Saparbekuly, Isık Kurganı'ndaki kazılardan 4 bini aşkın arkeolojik eserin çıkarıldığını anlatarak, "Kazakistan'ın Kurucu Cumhurbaşkanı Nursultan Nazarbayev, bu buluşla ilgili 'Büyük Bozkır'ın Tutankhamunu'dur' diyor. Tarihi açıdan önemli bir eser. Tutankhamun'un mezar odasından çıkarılanlardan sonra en çok eşya Altın Adam'ın kargısında yer alıyor." ifadelerini kullandı.
Isık Kurganı'ndan sonra Kazakistan'ın çeşitli yerlerinde "5 altın adam ve altın hanım" bulunduğunu dile getiren Saparbekuly, eserlerin İskitler dönemi mirası olduğuna dikkati çekti.

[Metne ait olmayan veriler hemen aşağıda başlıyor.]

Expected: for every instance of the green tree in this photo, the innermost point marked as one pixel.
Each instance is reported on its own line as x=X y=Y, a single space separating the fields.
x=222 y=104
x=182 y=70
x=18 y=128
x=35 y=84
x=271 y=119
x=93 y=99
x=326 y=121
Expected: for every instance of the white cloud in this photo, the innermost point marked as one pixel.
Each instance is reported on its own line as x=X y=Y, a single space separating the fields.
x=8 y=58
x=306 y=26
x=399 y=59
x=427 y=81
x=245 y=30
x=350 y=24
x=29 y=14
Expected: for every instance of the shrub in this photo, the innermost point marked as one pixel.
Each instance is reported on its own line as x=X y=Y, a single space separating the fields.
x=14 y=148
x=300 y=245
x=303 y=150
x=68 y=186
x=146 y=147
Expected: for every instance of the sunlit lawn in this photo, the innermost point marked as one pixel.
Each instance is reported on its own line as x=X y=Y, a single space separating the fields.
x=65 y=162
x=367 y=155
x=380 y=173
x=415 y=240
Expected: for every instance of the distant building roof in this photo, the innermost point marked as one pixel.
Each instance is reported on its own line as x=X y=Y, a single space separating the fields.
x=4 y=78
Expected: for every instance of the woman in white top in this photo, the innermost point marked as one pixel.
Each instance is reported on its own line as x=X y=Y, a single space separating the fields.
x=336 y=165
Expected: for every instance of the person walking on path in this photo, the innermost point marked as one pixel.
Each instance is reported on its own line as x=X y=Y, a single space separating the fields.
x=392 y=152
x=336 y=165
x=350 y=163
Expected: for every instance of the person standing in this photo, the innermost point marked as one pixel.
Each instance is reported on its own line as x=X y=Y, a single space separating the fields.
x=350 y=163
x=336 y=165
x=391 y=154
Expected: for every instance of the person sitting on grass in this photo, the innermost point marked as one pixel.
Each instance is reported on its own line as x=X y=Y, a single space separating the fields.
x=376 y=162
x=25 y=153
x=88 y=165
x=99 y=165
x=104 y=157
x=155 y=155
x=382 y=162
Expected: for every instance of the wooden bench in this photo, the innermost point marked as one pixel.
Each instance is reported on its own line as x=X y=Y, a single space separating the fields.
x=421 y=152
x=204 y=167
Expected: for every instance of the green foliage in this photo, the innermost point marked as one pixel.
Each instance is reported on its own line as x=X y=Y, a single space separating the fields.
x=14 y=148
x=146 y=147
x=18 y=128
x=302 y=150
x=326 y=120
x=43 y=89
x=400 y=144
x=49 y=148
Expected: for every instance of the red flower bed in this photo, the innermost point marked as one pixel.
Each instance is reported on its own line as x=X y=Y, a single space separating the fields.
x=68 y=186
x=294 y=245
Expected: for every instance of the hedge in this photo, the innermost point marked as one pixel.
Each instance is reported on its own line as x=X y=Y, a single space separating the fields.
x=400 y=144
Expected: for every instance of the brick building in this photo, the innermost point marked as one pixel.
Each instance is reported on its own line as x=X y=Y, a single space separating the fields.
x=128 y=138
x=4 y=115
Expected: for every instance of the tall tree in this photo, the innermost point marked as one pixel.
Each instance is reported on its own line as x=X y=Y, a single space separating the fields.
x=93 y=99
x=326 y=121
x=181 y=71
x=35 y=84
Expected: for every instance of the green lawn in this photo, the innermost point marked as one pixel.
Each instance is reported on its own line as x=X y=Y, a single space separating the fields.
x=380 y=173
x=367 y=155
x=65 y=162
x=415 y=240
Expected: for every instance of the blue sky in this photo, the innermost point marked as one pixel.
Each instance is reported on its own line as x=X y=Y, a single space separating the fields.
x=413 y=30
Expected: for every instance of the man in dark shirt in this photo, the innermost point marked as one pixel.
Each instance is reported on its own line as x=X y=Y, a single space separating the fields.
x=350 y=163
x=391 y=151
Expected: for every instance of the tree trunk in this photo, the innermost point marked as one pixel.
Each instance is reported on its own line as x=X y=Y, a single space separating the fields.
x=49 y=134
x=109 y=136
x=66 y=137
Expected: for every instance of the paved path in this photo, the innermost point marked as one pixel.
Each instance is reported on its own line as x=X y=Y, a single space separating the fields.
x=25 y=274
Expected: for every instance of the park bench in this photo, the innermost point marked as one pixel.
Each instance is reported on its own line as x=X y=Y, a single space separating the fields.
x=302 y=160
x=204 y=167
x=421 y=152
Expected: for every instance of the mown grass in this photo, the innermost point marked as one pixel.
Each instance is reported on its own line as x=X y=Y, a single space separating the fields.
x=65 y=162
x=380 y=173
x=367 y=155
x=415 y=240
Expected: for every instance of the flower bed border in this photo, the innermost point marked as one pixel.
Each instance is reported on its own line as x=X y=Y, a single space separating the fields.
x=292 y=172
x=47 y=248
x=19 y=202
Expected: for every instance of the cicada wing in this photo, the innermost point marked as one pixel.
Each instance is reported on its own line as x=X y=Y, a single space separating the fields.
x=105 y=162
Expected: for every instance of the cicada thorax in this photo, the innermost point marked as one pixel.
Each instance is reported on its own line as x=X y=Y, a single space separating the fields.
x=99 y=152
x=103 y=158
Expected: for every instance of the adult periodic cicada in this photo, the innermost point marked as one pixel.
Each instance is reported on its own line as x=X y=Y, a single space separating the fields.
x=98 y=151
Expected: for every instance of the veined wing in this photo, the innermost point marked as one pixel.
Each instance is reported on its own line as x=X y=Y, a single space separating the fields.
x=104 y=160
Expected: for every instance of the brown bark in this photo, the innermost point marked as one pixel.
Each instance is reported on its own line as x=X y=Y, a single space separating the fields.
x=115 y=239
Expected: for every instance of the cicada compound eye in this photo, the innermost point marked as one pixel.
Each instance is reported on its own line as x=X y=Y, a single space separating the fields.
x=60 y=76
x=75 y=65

Saparbekuly, "Altın Adam, tarihimizin sadece Göktürkler'den değil, Hunlar ve Sakalar devrinden başladığını gösteriyor." dedi.
Serginin Belarus, Rusya, Azerbaycan, Çin, Polonya, Güney Kore, Özbekistan ve Makedonya'da da izlenime sunulduğunu anlatan Saparbekuly, Altın Elbiseli Adam'ın, Malezya başta olmak üzere Uzak Doğu ülkeleriyle Avrupa ve Amerika'ya götürüleceğini bildirdi.
Altın Elbiseli Adam'ın gittiği tüm ülkelerde büyük ilgi gördüğünü vurgulayan Saparbekuly, "Kazakistan gibi uçsuz bucaksız bozkır ülkesinde bu kadar tarihi zenginlik ve medeniyetin olması ve altın işlemeli sanat şaheseri herkesi hayran bırakıyor." diye konuştu.
- En eski Türkçe yazıt da sergide
Saparbekuly, Anadolu Medeniyetleri Müzesi'nde Kazakistan'daki 7 bölgeden çıkarılan, üzerinde en eski Türkçe yazıtın kazındığı gümüş bir kepçenin de aralarında yer aldığı 207 eserin sergilendiğini anlattı.
Sergideki değerli eşyaların dönemin ruhunu, yaşamını ziyaretçilere hissettireceğini ifade eden Saparbekuly, "Türk kardeşlerimizi, sanatseverleri, tarihseverleri, tüm Ankaralıları 12 Ekim'e kadar sürecek sergiyi gezmeye, kendi topraklarını, tarihlerini tanımaya davet ediyorum." dedi.